The Wortham Center fondly remembers the life and contributions of Asheville visionary, entrepreneur and pioneer John Cram, who passed away on Monday, October 26.A longtime friend and supporter of the Wortham Center, Cram moved to Asheville in 1971 and, the very next year, opened his first business, New Morning Gallery, in Biltmore Village. An early believer in the potential of the downtown area, Cram opened up a second gallery, Blue Spiral 1, on Biltmore Avenue in 1990, just two years before the Wortham Center first opened its doors as Diana Wortham Theatre up the hill.
John Cram, left, and his husband Matt Chambers at Bellagio. Credit: bellagioarttowear.com.
|In 1996, Cram expanded his vision further up the road, renovating and opening the Fine Arts Theatre next door. At the time, downtown Asheville was a ghost town, its historic buildings under threat of being razed in favor of a shopping mall. But Cram and others had a vision for the city, with art at its core.

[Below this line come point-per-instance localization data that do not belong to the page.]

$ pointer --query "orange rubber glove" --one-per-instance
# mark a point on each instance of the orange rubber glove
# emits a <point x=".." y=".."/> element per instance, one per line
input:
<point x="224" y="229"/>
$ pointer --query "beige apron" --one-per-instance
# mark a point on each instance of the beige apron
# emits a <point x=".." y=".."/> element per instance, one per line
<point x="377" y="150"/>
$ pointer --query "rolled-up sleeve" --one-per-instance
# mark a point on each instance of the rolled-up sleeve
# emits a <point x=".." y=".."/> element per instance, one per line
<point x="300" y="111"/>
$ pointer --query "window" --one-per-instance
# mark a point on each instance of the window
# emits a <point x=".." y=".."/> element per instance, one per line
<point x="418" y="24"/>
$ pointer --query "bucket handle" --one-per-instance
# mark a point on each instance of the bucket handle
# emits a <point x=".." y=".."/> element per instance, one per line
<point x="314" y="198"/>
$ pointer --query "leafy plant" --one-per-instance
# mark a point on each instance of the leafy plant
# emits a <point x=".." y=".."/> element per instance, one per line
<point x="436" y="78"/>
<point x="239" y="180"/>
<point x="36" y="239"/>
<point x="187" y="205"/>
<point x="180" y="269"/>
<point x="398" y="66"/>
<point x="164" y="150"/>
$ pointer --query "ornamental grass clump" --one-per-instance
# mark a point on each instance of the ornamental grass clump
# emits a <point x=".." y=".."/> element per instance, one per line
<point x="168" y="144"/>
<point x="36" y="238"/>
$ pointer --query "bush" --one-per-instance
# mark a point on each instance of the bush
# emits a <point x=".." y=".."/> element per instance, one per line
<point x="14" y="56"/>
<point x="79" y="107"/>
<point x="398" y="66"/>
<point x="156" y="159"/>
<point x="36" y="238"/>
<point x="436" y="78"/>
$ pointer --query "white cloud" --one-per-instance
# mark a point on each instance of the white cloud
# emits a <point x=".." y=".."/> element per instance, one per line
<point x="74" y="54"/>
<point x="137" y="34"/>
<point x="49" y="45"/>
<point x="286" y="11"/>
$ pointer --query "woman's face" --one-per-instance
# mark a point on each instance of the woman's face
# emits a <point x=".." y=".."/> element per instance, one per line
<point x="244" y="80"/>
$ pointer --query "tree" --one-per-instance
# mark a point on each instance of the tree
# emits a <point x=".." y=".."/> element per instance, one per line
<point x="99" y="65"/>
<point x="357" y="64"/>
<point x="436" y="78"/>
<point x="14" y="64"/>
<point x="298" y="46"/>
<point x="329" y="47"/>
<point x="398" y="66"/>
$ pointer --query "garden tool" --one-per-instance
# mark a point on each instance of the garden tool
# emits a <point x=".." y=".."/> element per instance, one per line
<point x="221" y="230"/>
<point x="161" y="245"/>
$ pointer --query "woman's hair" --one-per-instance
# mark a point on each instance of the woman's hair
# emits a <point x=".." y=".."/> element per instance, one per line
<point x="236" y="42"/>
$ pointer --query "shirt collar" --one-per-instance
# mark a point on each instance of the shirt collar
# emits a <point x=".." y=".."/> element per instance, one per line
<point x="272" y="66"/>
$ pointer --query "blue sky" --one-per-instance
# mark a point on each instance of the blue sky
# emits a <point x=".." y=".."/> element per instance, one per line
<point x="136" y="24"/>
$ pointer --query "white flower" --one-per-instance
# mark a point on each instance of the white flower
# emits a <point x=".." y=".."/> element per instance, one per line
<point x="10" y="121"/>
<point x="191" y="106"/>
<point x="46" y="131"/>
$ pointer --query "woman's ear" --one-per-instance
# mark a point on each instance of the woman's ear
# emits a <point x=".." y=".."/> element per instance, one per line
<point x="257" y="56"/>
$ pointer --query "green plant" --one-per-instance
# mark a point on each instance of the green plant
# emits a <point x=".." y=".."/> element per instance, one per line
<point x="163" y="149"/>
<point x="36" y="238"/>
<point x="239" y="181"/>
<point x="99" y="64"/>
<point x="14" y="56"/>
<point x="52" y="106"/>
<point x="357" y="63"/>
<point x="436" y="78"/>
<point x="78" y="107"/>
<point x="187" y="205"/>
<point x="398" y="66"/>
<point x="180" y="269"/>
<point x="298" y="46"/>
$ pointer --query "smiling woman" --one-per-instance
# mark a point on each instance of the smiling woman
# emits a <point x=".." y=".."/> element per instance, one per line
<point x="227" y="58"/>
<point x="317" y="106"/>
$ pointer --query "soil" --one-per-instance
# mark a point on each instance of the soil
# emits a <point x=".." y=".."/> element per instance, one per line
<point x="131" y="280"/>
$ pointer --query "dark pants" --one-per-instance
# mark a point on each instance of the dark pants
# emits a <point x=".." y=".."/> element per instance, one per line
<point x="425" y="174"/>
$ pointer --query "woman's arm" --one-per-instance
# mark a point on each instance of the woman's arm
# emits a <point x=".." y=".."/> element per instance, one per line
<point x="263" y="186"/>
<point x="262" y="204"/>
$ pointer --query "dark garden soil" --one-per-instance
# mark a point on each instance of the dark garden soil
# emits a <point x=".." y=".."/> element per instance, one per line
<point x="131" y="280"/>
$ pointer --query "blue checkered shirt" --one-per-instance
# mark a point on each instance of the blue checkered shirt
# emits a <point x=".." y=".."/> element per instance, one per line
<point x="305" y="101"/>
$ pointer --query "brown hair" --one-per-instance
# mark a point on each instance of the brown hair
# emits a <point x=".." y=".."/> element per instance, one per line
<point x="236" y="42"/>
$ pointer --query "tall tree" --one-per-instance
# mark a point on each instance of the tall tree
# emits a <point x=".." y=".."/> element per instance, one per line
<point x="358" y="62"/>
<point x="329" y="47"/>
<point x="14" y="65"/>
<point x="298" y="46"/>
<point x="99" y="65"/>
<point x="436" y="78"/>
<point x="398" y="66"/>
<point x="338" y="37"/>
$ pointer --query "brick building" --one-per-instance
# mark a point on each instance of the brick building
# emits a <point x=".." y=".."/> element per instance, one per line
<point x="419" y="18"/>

As lovers of both visual and performing arts, Cram and his husband Matt Chambers were instrumental in the emergence and growth of Terpsicorps Theatre of Dance — a common cause with former Wortham Center Managing Director, John Ellis. Ellis also helped with the development and support of Terpsicorps, which utilized the Diana Wortham Theatre as its performance venue.
Thus began a remarkable relationship between the Wortham Center and John Cram. Cram’s support made it possible for the famed Merce Cunningham Dance to make its first appearance in Asheville at the Diana Wortham Theatre since the dance company’s creation at Black Mountain College in 1953. And Cram and Chambers made it possible to present the incredible vocalist and songwriter Lisa Fischer at the Diana Wortham Theatre, with an accompanying screening of the film Twenty Feet From Stardom, in which Fischer was featured, at the Fine Arts Theatre.
Cram attended performances at the Wortham Center often, and supported the organization through advertising and the purchase of large group ticket orders. With these tickets he would entertain his friends and staff from his various businesses, sharing his love of live performance with those around him.
|By the time of the Wortham Center’s Capital Campaign in 2016, Cram and Chambers were enthusiastic supporters of the theatre and were major contributors to the expansion and transformation of the Wortham. With their gift level, they were given an opportunity to name the theatre’s green room — but, rather than naming it after Cram or one of his businesses, the two decided to name it in outgoing Managing Director John Ellis’ honor, to recognize the growth of the theatre and their partnership over the years.
“John Cram will be sincerely missed by all at the Wortham Center,” shared the Wortham Center’s Managing Director, Rae Geoffrey. “His memory will live on in the artistic spirit of Asheville, in the beautiful historic downtown district and in the vibrant culture for which this city is now known.”